# Thread: Proving that (x-a)^2 is always a factor of \Delta(x)?

1. ## Proving that (x-a)^2 is always a factor of \Delta(x)?

Okay heres the question:

Let $f$ be any polynomial function. Let:

$\tau_a(x) = f'(a)(x-a)+f(a)$

Where:

$f'(x) = \lim_{h \to 0} \frac{f(x+h)-f(x)}{h}$

Also, let the difference between the tangent and $f$ be denoted by $\Delta$, which is defined:

$\Delta_a(x) = f(x) - \tau_a(x) = f(x) - f'(a)(x-a)-f(a)$

Lets look at one example:

For

$f(x) = x^2$

we know that:

$\frac{d}{dx} [f(x)] = f'(x) = 2x$

and that:

$\tau_a(x) = (2a)(x-a)+a^2$

and also that:

$\Delta_a(x) = x^2 - (2ax - 2a^2 +a^2) = x^2 - 2ax +a^2$

Its obvious that since:

$(p-q)^2 = p^2 -2pq + q^2$

We know that $(x-a)^2$ is a factor of $\Delta_a(x)$, specifically that:

$\Delta_a(x) = (1)(x-a)^2$

Now, prove generally, for all polynomial functions $f$, that $\Delta_a(x)$ can always be written in the form:

$\Delta_a(x) = g(x)(x-a)^2$

For some function $g(x)$.

In other words, prove that $(x-a)^2$ is always a factor of $\Delta_a(x)$ for all polynomial $f$.
Okay, so I've been trying to do this with polynomial long division and other such attempts, and I just can't figure it out. Any help would be much appreciated. Thanks in advance

2. Since $\Delta_a(x) = f(x) - f(a) - (x-a)f'(a)$, it is obvious that $\Delta_a(x)$ is a polynomial. Also, $\Delta_a(a) = 0$, so by the factor theorem $x-a$ is a factor of $\Delta_a(x)$.

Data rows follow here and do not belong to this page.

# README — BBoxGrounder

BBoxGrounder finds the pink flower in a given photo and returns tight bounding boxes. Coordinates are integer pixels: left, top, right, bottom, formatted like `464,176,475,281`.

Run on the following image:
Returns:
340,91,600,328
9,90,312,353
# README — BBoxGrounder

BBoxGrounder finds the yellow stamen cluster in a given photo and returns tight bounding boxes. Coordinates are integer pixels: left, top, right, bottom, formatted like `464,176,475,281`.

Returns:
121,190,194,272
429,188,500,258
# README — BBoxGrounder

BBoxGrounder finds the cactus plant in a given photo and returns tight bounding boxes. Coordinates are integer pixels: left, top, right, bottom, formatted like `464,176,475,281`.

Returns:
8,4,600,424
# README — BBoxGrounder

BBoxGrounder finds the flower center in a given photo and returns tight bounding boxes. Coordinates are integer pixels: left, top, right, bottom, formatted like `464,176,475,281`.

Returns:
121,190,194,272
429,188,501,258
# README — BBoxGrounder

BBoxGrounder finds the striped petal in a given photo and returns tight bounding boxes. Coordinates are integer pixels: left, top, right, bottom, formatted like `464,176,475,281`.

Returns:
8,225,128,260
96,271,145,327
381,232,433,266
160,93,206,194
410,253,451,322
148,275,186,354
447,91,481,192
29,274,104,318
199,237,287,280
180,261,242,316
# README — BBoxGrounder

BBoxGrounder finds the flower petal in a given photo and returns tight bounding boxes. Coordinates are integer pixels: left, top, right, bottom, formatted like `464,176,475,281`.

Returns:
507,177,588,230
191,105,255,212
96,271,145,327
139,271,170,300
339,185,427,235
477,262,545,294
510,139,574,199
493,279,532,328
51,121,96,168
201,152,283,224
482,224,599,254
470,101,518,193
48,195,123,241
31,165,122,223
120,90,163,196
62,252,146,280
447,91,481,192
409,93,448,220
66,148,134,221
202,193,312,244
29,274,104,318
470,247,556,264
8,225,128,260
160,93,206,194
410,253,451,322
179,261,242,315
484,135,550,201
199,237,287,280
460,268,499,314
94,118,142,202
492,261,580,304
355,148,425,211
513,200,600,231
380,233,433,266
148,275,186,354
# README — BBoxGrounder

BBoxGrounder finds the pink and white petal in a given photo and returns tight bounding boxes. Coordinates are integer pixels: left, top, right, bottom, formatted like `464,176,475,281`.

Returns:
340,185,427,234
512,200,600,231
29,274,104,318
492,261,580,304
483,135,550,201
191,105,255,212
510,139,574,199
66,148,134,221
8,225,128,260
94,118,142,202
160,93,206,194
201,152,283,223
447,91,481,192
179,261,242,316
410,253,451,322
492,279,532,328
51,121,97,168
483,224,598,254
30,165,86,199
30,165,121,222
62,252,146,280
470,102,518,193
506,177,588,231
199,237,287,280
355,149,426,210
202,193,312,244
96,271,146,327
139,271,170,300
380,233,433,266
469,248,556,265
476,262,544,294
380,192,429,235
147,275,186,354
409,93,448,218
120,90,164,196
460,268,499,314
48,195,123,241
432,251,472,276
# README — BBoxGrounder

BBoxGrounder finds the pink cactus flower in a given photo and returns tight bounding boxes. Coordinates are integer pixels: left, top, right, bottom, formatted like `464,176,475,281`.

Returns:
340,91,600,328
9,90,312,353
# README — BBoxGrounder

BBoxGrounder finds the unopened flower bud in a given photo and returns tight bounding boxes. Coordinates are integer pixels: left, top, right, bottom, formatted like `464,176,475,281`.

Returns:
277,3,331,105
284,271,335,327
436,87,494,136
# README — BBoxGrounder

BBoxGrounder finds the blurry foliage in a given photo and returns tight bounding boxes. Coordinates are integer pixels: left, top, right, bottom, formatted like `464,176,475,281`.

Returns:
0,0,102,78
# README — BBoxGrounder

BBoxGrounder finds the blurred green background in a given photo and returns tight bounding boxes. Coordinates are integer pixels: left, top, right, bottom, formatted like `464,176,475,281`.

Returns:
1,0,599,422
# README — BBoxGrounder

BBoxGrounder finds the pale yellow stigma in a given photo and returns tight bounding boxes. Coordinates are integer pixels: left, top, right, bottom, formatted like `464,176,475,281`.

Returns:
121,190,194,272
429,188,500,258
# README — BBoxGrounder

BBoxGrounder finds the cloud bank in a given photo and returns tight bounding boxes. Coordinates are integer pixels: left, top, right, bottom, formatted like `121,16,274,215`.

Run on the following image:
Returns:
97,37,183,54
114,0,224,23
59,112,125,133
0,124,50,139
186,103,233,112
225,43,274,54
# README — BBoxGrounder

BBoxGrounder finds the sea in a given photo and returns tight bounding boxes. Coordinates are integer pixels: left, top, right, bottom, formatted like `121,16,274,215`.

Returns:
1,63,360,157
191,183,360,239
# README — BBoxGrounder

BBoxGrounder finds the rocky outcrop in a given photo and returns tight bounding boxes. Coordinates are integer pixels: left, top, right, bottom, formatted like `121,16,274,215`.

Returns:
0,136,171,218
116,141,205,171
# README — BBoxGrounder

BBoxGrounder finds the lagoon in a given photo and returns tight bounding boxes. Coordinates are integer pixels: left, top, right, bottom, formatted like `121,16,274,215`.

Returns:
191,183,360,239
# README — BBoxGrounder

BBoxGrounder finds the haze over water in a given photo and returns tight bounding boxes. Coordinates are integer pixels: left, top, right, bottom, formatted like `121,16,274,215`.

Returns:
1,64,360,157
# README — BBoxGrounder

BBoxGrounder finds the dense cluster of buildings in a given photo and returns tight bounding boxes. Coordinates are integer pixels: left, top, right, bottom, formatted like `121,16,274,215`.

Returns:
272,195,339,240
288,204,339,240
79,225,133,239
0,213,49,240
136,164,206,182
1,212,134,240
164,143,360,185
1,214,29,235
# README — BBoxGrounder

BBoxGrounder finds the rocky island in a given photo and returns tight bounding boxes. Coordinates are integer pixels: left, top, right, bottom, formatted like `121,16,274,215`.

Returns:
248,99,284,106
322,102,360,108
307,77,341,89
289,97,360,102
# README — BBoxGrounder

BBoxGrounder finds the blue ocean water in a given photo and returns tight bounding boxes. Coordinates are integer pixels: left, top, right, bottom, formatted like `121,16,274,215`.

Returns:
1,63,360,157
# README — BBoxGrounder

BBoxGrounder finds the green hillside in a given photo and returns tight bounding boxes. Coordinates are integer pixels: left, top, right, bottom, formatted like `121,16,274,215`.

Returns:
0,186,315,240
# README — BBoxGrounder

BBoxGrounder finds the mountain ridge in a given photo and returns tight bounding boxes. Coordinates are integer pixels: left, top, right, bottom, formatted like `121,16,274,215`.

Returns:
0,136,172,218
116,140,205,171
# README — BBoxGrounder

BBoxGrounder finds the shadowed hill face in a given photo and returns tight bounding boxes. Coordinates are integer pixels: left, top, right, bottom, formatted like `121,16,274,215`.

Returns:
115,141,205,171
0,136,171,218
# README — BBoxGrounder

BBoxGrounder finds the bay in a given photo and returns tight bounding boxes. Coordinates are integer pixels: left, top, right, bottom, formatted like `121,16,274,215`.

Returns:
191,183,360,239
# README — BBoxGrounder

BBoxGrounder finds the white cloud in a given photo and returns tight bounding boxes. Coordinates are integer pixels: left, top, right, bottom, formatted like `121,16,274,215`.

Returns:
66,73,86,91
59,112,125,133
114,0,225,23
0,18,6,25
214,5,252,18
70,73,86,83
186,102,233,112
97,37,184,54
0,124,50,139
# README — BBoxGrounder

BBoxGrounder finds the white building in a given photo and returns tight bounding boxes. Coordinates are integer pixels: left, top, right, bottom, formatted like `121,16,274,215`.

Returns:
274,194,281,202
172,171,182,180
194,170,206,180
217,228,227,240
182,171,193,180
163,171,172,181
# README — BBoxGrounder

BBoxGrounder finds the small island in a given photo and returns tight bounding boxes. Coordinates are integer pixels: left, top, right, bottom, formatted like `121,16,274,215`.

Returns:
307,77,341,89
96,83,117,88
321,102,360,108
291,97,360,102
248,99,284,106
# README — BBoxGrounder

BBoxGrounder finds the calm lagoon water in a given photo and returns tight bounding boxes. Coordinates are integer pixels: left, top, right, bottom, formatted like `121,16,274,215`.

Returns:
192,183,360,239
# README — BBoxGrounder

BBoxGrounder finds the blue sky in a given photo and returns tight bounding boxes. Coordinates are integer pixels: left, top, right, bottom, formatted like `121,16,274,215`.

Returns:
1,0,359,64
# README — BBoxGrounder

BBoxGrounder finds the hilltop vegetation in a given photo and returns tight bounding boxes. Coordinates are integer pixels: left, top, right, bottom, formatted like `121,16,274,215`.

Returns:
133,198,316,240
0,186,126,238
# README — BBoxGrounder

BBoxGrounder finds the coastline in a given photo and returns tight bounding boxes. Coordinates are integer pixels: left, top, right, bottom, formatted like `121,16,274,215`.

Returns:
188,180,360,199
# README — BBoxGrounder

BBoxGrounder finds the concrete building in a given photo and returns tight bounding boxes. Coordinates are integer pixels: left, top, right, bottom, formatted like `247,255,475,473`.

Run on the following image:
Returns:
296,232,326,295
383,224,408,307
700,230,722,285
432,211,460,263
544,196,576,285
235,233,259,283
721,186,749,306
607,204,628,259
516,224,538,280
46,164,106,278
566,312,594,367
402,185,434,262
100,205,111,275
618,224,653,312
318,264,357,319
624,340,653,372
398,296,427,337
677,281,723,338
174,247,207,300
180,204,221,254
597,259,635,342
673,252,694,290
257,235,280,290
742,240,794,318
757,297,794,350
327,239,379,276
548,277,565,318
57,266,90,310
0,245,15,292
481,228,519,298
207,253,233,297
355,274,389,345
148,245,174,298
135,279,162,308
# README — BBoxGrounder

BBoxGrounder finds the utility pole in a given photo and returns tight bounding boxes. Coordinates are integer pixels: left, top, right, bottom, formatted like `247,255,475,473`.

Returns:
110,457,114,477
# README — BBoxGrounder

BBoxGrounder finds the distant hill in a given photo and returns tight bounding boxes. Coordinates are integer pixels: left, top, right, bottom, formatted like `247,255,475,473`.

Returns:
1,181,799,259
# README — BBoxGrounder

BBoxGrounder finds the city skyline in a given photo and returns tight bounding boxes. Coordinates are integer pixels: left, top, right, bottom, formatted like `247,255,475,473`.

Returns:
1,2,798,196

Now differentiate: $\Delta_a'(x) = f'(x) - f'(a)$. Thus $\Delta_a'(a) = 0$, and again by the factor theorem $x-a$ is a factor of $\Delta_a'(x)$. But that means that $x-a$ is a repeated factor of $\Delta_a(x)$. In other words, $(x-a)^2$ divides $\Delta_a(x)$, and so $\Delta_a(x) = g(x)(x-a)^2$ for some polynomial g(x).